Pour prévenir le débordement des hôpitaux, en cas d’urgence de grande amplitude, le Gabon doit penser à former chaque année toujours plus de secouristes et se doter d’une réserve d’hôpitaux mobiles. Également appelés hôpitaux de campagne, il s’agit ici d’un concept né de la médecine de guerre consistant à reproduire, sous forme d’abris modulaires et autonomes réunis en réseau, au plus près des zones sinistrées, des infrastructures médicales performantes permettant de traiter les blessés dans les meilleures conditions de rapidité et d’efficacité. Ce sont des choses qui se stockent et s’entretiennent. Même si cela doit mobiliser des capitaux, il faut y investir et comprendre : l’homme est rare, l’homme coûte cher et il est la plus grande richesse d’une nation. A quand la fin de cette Afrique qui manque de l’essentiel, cette Afrique des pays qui attendent toujours la solidarité internationale même pour les petits rien comme les médicaments de première nécessité ? Bata est si proche de nous.

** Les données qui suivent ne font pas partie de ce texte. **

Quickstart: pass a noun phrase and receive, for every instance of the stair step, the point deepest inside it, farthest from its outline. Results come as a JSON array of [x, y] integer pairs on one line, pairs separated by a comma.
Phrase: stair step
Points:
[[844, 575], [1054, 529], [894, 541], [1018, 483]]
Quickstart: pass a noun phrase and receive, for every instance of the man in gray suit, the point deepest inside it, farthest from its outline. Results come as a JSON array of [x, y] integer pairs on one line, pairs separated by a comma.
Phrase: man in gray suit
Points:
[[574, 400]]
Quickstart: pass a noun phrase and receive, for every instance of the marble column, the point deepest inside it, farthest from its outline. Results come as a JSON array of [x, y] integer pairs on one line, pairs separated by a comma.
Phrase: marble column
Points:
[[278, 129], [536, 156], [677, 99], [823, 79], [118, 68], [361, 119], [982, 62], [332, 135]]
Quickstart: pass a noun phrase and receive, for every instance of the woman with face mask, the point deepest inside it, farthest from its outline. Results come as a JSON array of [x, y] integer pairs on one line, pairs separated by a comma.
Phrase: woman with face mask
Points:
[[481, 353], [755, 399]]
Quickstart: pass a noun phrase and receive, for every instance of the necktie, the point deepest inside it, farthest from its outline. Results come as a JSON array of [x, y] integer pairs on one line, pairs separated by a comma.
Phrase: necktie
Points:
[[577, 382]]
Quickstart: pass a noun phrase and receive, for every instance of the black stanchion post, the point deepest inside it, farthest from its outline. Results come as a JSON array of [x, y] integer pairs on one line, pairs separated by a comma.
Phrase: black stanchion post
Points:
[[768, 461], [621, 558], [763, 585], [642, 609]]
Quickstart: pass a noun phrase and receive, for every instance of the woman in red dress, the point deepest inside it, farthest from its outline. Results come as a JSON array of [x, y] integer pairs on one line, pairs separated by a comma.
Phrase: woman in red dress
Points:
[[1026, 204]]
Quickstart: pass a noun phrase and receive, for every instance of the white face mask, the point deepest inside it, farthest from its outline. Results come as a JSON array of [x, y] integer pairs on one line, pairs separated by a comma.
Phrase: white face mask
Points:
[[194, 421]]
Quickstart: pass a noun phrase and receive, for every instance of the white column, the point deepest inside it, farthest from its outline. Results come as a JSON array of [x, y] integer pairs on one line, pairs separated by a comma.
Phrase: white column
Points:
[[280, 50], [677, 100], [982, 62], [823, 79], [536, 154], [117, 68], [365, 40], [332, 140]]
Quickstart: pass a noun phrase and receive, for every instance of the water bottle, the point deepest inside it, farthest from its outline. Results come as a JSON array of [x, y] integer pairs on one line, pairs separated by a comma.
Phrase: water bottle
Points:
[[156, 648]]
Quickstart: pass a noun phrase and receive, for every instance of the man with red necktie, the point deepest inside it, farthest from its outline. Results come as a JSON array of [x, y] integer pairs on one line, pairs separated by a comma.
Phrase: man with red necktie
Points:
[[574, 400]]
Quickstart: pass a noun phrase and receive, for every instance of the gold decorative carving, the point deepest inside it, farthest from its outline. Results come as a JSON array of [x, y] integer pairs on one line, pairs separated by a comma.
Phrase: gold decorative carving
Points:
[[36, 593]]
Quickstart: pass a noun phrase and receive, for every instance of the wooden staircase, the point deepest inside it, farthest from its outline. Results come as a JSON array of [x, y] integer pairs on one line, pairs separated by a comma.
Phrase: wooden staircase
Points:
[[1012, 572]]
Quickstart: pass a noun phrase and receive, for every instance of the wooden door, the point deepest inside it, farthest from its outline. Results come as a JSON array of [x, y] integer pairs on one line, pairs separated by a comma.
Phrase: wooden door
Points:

(Adaptation d’un article paru dans Gabonreview en 2012 après la catastrophe de Brazzaville).

 

 
GR
 

1 Commentaire

  1. SERGE MAKAYA dit :

    « Quel est le plan d’urgence en cas de catastrophe dans un quartier de Libreville ? Comment évacuer la capitale gabonaise en cas d’annonce d’un raz-de-marée par exemple ? La direction de la protection civile devrait y réfléchir et se préparer à parer toute éventualité. »

    Mr Dimitri Mimongo, ils sont plus préoccupés de voler, de tricher les élections, du tuer, etc. En cas de catastrophe naturelle ou pas, ils seront d’abord préoccupé de SAUVER LEUR PEAU. C’est malheureusement ça la triste réalité. Et ne pensez pas que les français qui sont chez nous pensent autrement. Ils sauveront D’ABORD leur peau.

    La vie du pauvre africain, du pauvre gabonais ne pèse pas à leurs yeux. A Ntare Nzame !!!